I feel we have stopped short of God's longing for our lives by putting anything above this kind of friendship. We are totally inadequate to make this happen. We need to cry out for God's mercy and goodness to do this in all our lives. We need to ask Jesus to purify our souls for the sincere affection of the brethren. The way Peter put it was, to give us a love for each other that was fervent (or heated white hot). We will be unable to experience this type of friendship until we see Jesus as our friend and source.
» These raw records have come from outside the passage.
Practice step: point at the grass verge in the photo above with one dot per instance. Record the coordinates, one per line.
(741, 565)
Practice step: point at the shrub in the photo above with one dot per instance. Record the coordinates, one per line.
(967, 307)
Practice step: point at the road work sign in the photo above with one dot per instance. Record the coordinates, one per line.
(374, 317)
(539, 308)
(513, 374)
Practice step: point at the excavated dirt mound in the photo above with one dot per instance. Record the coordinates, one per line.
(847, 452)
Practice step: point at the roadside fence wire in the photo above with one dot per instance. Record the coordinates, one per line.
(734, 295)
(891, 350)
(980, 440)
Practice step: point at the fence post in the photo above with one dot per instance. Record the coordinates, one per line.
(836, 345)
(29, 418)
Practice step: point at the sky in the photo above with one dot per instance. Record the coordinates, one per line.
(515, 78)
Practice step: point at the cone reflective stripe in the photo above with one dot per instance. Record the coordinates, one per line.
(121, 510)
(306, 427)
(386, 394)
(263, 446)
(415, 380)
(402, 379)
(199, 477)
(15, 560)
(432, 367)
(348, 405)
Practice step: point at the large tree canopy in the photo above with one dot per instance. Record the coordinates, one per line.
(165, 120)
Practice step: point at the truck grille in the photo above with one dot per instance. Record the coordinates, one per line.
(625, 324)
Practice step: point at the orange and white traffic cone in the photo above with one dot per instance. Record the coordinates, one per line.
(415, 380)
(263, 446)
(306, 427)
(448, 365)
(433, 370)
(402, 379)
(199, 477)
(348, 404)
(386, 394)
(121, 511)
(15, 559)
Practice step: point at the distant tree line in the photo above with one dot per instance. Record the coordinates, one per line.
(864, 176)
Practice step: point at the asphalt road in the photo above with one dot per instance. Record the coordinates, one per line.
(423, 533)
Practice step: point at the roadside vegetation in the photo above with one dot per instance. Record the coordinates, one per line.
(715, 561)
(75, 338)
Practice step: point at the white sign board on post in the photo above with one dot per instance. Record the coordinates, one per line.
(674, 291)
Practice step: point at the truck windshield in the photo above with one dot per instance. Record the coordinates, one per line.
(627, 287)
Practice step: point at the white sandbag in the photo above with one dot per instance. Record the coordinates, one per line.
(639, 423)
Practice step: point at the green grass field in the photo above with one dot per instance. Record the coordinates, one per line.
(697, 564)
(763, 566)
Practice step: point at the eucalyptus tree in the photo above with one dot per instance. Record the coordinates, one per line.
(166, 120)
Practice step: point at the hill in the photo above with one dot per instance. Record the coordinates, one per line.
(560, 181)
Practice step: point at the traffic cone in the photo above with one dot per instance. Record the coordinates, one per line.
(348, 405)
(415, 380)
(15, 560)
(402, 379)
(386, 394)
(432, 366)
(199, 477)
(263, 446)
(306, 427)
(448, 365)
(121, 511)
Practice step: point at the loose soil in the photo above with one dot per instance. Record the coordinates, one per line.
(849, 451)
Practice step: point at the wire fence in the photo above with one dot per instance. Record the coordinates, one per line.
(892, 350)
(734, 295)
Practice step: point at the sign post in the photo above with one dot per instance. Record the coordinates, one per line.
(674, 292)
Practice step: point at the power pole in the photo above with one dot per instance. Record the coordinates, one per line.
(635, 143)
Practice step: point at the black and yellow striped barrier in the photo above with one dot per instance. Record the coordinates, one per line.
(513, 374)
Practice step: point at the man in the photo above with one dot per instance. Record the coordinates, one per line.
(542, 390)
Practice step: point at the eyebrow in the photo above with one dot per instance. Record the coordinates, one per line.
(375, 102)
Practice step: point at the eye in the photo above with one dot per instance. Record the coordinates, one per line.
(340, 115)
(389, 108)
My friend Tommy and I were almost inseparable. We met in a hallway in 7th grade, rolling on the floor as we traded blows. No one can remember what started the fight. From that point on there was no need to prove anything to each other. We simply loved and accepted one another. If one of us had money the other had money. We didn't try to make each other feel poor or underprivileged. We shared everything from cars to heartaches. No matter what happened we were there for the other.
How special that first friendship is. It is a shame that everyone's first friend isn't Jesus He is the only one who will never betray us or let us down. How hard it is to give the same depth of trust we so freely gave that first time, again. We must try not to fear friendship, and entrust our souls to Jesus. Tommy is gone. The outcome of his life is unknown by me. But Jesus, "...is the friend that sticks closer than a brother!" This is how he desires to express his life in us. The question before us as we read this is, "are we willing to open up old wounds or receive new ones that the walls of self-preservation may be torn down within us? Are we willing to share in the fellowship of Christ's' suffering that we may see the power of his resurrection? Will we allow Jesus to be Jesus in us?